Table 1 – Oj top 10 countries worldwide most affected by species stalkerware the 2022
Digital violence and the need to act against it
Stalkerware is commercially available software that can be discreetly installed on smartphone devices, allowing perpetrators to monitor every step of a person's private life without the latter knowing. As the perpetrator requires physical access (and passwords) to a device, stalkerware is often used in abusive relationships. Although the data collected by Kaspersky is anonymous, other research has shown that women are mainly affected by this form of digital violence. It is important to remember that digital violence is still a dimension of violence and must be understood as a continuum of offline violence with real and negative consequences for victims.

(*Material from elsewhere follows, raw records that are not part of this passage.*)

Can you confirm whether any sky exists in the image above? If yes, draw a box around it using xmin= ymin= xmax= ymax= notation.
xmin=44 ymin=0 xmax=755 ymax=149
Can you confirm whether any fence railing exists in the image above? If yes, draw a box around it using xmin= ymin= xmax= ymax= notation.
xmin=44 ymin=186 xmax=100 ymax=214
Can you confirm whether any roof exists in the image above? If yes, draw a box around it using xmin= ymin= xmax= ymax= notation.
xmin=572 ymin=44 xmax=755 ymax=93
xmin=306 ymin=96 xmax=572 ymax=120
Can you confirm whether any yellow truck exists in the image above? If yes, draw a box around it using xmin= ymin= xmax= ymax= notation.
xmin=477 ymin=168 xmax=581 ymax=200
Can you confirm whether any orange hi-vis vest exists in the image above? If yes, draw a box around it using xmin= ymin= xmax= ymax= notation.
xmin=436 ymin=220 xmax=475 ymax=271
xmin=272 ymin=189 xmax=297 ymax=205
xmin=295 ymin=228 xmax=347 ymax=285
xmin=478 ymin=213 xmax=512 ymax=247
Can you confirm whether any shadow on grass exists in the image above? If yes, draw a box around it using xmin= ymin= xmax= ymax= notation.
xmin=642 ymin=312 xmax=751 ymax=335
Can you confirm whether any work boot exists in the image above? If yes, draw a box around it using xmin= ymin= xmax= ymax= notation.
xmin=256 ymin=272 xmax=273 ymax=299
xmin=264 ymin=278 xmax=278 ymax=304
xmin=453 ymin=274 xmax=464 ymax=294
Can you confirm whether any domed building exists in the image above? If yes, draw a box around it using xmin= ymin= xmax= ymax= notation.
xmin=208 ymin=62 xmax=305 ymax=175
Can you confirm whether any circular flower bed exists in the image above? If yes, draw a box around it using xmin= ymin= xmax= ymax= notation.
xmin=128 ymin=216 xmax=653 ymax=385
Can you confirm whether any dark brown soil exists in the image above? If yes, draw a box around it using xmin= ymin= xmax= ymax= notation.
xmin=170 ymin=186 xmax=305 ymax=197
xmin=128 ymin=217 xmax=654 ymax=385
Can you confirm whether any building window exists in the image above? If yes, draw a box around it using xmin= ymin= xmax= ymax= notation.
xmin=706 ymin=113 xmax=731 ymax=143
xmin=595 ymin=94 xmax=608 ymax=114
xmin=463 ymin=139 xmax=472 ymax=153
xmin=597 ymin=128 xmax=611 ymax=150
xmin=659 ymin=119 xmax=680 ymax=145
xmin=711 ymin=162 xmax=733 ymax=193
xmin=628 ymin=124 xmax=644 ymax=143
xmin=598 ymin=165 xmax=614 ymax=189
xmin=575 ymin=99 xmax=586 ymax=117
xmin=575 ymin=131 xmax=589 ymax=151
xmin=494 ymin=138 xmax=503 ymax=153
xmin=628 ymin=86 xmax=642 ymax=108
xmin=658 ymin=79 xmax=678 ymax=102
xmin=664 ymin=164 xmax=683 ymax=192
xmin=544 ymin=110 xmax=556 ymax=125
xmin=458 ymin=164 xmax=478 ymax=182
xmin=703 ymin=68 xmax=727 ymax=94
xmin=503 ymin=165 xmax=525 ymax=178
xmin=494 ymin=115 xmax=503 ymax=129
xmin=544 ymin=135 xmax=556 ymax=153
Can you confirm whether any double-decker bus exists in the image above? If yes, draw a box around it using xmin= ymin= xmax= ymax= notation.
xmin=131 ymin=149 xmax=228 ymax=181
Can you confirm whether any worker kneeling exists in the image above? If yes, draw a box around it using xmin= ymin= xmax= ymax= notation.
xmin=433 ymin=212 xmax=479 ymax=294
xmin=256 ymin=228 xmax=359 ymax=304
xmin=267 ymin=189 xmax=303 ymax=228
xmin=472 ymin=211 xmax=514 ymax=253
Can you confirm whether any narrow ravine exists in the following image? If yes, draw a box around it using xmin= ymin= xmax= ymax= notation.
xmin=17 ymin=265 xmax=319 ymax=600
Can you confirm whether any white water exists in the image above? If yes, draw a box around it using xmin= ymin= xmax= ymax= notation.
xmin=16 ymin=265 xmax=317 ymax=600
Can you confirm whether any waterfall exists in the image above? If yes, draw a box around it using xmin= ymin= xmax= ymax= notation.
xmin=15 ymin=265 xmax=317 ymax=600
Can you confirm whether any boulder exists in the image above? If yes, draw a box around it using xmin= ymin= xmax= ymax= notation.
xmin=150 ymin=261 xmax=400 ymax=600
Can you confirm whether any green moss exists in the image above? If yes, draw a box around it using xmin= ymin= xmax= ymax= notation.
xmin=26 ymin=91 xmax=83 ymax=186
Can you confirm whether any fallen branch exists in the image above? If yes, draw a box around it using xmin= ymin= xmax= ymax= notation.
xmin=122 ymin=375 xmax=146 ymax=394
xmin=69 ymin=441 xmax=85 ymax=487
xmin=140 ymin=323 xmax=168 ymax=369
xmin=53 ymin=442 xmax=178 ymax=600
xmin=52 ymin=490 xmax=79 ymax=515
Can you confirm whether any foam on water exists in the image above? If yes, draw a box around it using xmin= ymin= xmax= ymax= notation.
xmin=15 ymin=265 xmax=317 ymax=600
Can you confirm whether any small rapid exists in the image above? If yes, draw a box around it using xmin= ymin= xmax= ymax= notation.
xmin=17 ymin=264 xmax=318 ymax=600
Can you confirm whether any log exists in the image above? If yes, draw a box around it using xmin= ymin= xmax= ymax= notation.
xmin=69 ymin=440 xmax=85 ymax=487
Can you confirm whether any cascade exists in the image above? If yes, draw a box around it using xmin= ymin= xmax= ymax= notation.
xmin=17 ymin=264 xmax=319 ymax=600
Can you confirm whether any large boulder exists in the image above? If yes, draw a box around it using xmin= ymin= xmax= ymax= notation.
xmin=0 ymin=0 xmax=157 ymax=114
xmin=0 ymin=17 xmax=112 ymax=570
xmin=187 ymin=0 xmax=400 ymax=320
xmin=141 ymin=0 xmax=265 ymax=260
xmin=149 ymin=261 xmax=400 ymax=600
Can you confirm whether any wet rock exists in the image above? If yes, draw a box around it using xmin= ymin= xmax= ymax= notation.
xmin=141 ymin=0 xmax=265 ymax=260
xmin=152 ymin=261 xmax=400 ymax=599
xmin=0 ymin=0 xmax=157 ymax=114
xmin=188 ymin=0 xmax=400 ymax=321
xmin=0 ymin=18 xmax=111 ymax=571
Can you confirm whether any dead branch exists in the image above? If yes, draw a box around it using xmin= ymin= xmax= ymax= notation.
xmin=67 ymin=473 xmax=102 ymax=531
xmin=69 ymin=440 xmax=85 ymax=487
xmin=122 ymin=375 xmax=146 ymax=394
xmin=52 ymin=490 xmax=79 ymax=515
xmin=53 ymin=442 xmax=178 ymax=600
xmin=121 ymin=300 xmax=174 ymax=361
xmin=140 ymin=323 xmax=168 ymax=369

Dr. Leonie Maria Tanczer, Associate Professor at University College London (UCL) and head of gender and technology research group of UCL, highlights the importance of Kaspersky's research:
"It is important to have data available about the stalkerware, because quantitative evidence about the scale and nature of forms of online coercion and control remains limited. Although the report only provides information for mobile device users using its security solutions Kaspersky, we can predict that the full extent of the use stalkerware it is much bigger. This evidence is therefore alarming, but useful, and can help motivate research and action to accelerate the development of both legal and technical mitigation strategies that increase not only detection but also the development of surveillance software. ".
Kaspersky is actively working to improve user protection. As part of this effort, Kaspersky has renewed its Privacy Alert service - a notification in case stalkerware is found on a device. The update means that the notification no longer only informs the user about the presence of stalkerware on the device, but also warns the user that if the stalkerware is removed the person who installed the software will be notified.
Since its launch in 2019, Kaspersky's Privacy Alert service has been included in all of the company's consumer security solutions for stalkerware protection.
"Thousands of people are victims stalkerware annually. Given the clear link to violence, this is a worrying trend, which is why we are working across the spectrum to tackle the problem. In addition to raising awareness, sharing our expertise and collaborating with third parties, the Kaspersky has now updated its privacy notice to users, should material be detected stalkerware on their devices so that they are informed that the perpetrator will be notified if the software is removed. The reason behind this is simple: If the software is deleted, the proof that the software was installed is also deleted stalkerware and if the perpetrator loses control of a device, the situation may escalate. Our aim is to ensure that victims understand the best course of action to achieve the safest possible outcome in order to reverse the trend against this form of digital violence.” says Christina Jankowski, Head of External Relations at Kaspersky.
Kaspersky works with experts and organizations in the field of domestic violence, from victim support services and perpetrator programs to investigative and government offices, to share knowledge and support both professionals and victims. Kaspersky is one of its co-founders Coalition Against Stalkerware, an international group dedicated exclusively to combating stalkerware and domestic violence. From 2021 to 2023, Kaspersky was a partner of the EU programme. DeStalk, which was co-financed by the Rights, Equality and Citizenship program of the European Union. In June 2022, Kaspersky launched a webpage to share more information about the Tinycheck, a free, safe and easy-to-use tool to check devices for any stalkerware and tracking apps.